Del teatro del Cobach al foro al aire libre de La Sauceda, la obra le explicó a públicos infantiles por qué se cuida el agua sin dar una sola cátedra.
En paralelo, el programa Cine con Causa y Lotería del Agua llevó proyecciones y juego a los patios y centros comunitarios de las colonias con mayor rezago: más de 34 funciones en más de 30 colonias y asociaciones, con más de 2 mil 500 asistentes, de los cuales más de 2 mil fueron niñas y niños.

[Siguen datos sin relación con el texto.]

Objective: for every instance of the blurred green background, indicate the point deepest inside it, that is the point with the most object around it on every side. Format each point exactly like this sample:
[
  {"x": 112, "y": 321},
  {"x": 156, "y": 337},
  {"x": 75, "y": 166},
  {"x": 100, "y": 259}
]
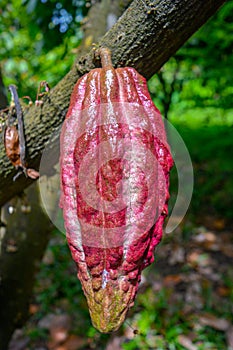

A eso se sumaron jornadas culturales con teatro, violín, saxofón y canto en Norberto Ortega, Apolo y Mallorca, y una cartelera permanente que dio escenario a más de 130 artistas sonorenses en quince presentaciones de música, danza, poesía, títeres, cine, literatura, fotografía y pintura.
Buena parte del trabajo no llena teatros y pesa igual. Talleres de rap y freestyle con jóvenes privadas de su libertad en Itama Hermosillo. Un mural en lengua de señas. La producción del documental Vitrales, la historia de Cynthia, de Cristina Clark, proyectado en Cineteca Sonora y en escuelas.
Del Valle Colosio señaló que la cultura debe ser transversal en toda política; es identidad, es pertenencia, es economía, es turismo, es arte y es transformación social.